The 20th edition of the Young Euro Classic festival ended August 6 with a record attendance of 27,000 visitors. Over the course of two weeks acclaimed international orchestras gave a series of concerts in the Berlin Konzerthaus [concert hall] situated in the city’s Gendarmenmarkt. Some 1,200 young musicians from all over the world took part in the 19 concerts.

The musical focus of the festival was Ludwig van Beethoven (1770-1827). Next year marks the 250th anniversary of his birth and all nine of the German composer’s symphonies were played in addition to a number of his other works.

The young artists interpreted this titan of classical music in their own fashion—without exaggerated pathos, but with great seriousness and respect. While technically not always flawless, they were clearly moved by and gave expression to the revolutionary spirit of Beethoven that has so much relevance today.

They “brought Beethoven to life,” as one visitor wrote succinctly in a guest book, following a performance by the Israeli-Palestinian Galilee Chamber Orchestra.

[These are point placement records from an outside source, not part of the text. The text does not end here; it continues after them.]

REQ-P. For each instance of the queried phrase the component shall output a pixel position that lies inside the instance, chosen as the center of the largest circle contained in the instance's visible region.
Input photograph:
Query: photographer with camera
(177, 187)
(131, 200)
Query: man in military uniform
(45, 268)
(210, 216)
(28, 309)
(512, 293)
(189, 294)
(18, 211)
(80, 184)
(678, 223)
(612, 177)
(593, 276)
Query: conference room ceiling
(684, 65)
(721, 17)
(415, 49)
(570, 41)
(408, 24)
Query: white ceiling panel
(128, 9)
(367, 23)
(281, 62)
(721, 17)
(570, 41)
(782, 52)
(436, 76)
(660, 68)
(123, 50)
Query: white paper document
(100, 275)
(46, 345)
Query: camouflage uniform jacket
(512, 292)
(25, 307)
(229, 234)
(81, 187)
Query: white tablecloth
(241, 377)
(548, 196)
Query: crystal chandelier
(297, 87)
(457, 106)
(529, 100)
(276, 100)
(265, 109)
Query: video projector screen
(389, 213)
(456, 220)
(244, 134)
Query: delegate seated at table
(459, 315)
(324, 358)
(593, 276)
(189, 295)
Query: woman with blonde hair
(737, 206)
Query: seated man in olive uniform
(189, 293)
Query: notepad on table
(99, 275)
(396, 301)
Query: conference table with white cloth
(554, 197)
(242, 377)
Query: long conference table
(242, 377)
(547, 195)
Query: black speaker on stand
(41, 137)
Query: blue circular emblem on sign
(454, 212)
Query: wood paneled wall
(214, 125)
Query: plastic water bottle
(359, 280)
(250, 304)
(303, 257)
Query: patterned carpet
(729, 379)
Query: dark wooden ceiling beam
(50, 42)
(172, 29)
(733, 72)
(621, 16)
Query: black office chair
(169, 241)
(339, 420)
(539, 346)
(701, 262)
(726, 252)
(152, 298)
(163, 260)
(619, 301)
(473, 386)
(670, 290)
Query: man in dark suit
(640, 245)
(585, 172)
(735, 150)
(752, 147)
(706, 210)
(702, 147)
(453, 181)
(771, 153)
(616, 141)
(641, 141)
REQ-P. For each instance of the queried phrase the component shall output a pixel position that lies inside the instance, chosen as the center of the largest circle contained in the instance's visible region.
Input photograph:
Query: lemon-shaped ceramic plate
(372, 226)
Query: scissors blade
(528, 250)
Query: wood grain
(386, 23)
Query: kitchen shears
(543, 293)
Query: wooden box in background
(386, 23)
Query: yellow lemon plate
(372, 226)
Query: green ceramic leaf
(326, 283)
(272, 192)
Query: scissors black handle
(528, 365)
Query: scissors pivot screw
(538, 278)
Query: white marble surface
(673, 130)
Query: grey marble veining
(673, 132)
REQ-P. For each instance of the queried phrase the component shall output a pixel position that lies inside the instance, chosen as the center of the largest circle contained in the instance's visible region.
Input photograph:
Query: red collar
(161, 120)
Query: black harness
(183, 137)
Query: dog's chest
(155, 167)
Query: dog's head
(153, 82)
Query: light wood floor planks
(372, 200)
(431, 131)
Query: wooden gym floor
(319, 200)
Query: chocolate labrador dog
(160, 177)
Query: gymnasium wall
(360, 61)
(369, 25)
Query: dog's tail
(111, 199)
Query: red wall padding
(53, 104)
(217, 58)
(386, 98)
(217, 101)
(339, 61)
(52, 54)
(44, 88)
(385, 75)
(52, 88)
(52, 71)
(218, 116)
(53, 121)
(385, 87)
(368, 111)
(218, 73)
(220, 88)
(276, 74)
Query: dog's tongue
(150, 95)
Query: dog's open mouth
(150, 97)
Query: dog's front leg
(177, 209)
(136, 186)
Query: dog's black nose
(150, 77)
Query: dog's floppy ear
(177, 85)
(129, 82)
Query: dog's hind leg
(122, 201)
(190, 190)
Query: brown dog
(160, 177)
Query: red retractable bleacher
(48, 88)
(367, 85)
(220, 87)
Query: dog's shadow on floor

The Young Euro Classic festival was first established as a purely European youth orchestra event at the turn of the millennium based on the desire of its founding members and sponsors to provide a “sign for an open community, a sign for Europe.” The occasion was the end of the Cold War and all the accompanying illusions in a “new era” of peace and democracy to be promoted by the European Union (EU).

Since 2000, almost 25,000 young musicians and 200 orchestras from over 70 countries have played at the festival, which has long since been extended beyond Europe to other continents. The program has included more than 250 world and German premieres.

This year, in addition to many European orchestras, orchestras came from Chile, the Dominican Republic, Tatarstan, China, the US and Israel. A British ensemble made the point of contacting the festival’s director and indicating their strong desire to participate in the Young Euro Classic before the Brexit deadline, since they don’t know what will happen after it.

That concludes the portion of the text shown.